The Expo may now be firmly in our rearview mirrors, but Shanghai’s infrastructure boom still isn’t finished. The city just announced that an additional 80km of Metro track will be added in the next two years. Shanghai’s Metro system is already the world’s largest subway–why does it keep expanding?

The Shanghai Metro system finished its last major expansion before the Expo, and currently has 273 stations and 420km of track, not including the Maglev rail. This latest extension will spawn two new lines: Line 12 will cut diagonally across the city from Minhang to northeastern Pudong, while Line 13 will connect rural Jiading up north to southeastern Pudong, running past Xintiandi and West Nanjing Lu. Lines 9 and 11 will push further into now mostly barren areas of Pudong, while Line 9 will also go deeper into Songjiang at its other end. By 2020, there will be 22 lines and 877km of track.

Mike Narodovich, an entrepreneur who’s been in Shanghai since 2005, thinks the expansion is worth the hassle. “When I first visited in 2003, there were lines 1, 2 and 3, and that was it.
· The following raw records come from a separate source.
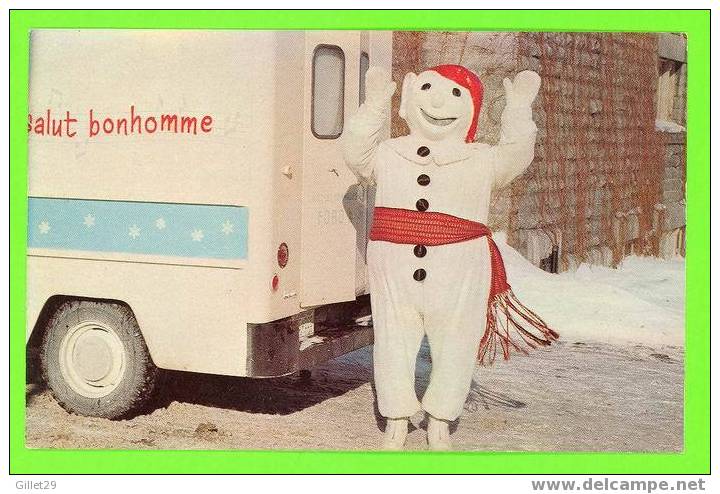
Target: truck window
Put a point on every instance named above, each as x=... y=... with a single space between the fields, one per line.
x=364 y=65
x=328 y=92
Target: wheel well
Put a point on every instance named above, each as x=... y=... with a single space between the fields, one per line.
x=36 y=337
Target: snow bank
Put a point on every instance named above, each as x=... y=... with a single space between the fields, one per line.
x=643 y=301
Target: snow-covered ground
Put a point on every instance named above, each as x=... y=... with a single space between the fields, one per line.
x=642 y=301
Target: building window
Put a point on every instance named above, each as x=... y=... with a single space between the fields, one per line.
x=364 y=65
x=328 y=92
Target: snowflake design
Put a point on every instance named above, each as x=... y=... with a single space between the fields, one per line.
x=228 y=227
x=197 y=235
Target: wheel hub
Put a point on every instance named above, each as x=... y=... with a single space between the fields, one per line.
x=92 y=359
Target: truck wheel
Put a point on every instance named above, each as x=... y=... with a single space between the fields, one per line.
x=95 y=361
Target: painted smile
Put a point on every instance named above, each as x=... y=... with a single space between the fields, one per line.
x=437 y=121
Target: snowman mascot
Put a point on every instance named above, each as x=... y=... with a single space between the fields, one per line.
x=433 y=267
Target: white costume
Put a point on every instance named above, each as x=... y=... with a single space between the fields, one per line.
x=438 y=291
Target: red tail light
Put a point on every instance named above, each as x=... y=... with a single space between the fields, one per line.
x=283 y=255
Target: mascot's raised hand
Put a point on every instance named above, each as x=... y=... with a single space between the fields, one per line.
x=522 y=91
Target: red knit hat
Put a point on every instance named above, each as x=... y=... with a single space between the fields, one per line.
x=467 y=79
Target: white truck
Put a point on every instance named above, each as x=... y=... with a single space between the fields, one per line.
x=189 y=209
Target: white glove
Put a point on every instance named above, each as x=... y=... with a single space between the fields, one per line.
x=379 y=88
x=522 y=91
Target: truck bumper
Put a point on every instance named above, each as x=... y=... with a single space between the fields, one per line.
x=274 y=349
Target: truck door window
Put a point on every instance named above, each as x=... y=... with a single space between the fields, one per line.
x=328 y=92
x=364 y=65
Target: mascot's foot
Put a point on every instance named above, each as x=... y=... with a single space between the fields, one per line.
x=395 y=434
x=439 y=435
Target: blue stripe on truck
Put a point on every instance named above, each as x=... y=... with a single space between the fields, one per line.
x=178 y=230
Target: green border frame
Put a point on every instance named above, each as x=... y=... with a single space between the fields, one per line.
x=694 y=459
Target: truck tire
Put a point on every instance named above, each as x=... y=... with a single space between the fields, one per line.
x=95 y=361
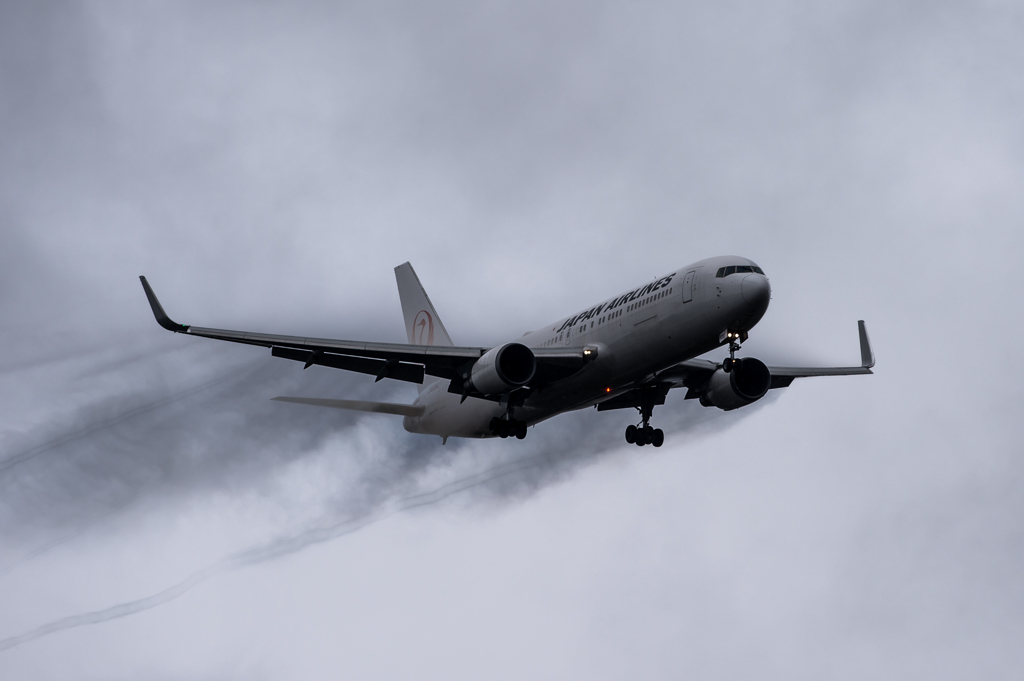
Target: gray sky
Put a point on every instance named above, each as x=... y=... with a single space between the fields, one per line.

I can’t think of another city where the metropolitan area is this large and as densely packed. Shanghai wants to relieve the pressure by expanding the limits of the city. For example, Jinqiao was nothing in 2000 when my friend Ashley set up the Shanghai Rugby Football Club there, and now it’s the best suburb in town, commercializing faster and faster. Waigaoqiao will be like that by 2015, and it’s out by the ocean!”

However, Barbara Simeles, a Songjiang resident who stands to benefit from the new lines, doesn’t see the point in expanding further into the suburb. “I can’t imagine why they think they need an extension on Line 9. There’s a bus station right next to the University Town stop, so people get off the Metro and hop on a bus if they want to go further. Most of New Songjiang is boring apartment complexes.”

And perhaps that’s the key. As Narodovich tells us, the new lines that have popped up in the last few years have “opened up a lot of places in the city where businesses can move for cheaper rent, because good workers can now get around easily.” With housing costs exploding throughout the city, more and more people are moving out to less densely packed (but no less connected) suburbs, allowing the city to keep booming while relieving ever-present rent pressures downtown.

Is Shanghai's subway getting too big for you? Is it not big enough?